L’Aviron peut-il exister en Top 14 l’an prochain ?

V. E. : Yannick Bru me dit toujours que je suis tout le temps optimiste, je le suis en effet et j’espère que ça se passera bien. Maintenant, je vois aussi que Perpignan, qui survolait la Pro D2 il y a deux ans, n’a gagné que deux matchs cette année. Grenoble, cinq… Nous, on en avait gagné six et fait trois matchs nul l’année où nous descendons (2016-2017) et Dieu sait que j’en ai pris plein la gueule cette année-là. Bayonne devra donc être très costaud, mais ce n’est plus mon problème.

Quel sera votre "problème" dans un avenir proche ?

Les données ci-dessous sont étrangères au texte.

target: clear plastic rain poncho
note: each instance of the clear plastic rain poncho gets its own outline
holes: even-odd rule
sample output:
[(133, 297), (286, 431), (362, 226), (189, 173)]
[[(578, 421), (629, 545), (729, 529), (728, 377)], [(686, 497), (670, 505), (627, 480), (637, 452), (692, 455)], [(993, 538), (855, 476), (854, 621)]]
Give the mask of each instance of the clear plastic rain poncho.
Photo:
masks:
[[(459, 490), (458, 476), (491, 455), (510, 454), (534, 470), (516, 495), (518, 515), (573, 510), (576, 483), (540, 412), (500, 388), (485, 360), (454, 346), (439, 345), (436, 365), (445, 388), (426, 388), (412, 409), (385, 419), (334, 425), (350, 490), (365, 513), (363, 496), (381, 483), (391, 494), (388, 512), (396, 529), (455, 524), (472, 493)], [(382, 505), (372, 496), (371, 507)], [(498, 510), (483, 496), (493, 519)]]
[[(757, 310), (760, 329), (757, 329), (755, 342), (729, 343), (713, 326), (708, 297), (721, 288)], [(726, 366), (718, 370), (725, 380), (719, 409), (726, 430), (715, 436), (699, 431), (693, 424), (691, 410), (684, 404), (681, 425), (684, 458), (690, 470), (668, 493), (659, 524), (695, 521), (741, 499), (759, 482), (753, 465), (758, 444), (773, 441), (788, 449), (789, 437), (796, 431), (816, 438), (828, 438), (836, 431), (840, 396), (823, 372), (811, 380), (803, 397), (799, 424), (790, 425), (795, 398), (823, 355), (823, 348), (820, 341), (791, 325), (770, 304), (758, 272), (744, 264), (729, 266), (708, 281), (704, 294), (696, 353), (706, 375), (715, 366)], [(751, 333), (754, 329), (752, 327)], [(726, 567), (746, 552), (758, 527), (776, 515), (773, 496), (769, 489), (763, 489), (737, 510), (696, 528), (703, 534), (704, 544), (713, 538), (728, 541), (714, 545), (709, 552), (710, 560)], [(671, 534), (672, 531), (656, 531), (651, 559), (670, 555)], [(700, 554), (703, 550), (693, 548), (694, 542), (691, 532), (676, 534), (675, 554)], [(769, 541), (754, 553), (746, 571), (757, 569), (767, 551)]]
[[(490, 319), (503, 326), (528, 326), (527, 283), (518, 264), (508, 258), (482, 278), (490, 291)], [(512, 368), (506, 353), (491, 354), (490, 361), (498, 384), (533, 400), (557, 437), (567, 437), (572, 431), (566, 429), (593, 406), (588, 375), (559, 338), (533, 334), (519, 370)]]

V. E. : Ma femme, ma fille et le golf ! Plus sérieusement, j’ai plein de projets en tête et j’ai envie de continuer dans le rugby car je ne veux pas devenir aigri. J’ai laissé un projet de jeu à Bayonne et je crois que Yannick l’a adoubé et va le laisser. Je veux continuer le rugby mais je ne me travestirai pas non plus. Si je ne plais pas, je ne forcerais pas le destin. Je vais peut-être repartir en amateur. Si les All Blacks m’appellent, j’hésiterais peut-être mais pour l’instant, ce n’est pas le cas. Je peux entraîner au haut niveau mais si le haut niveau ne veut pas de moi, j’irai ailleurs. Et puis, peut-être que le BO m’appellera, qui sait ! (rires).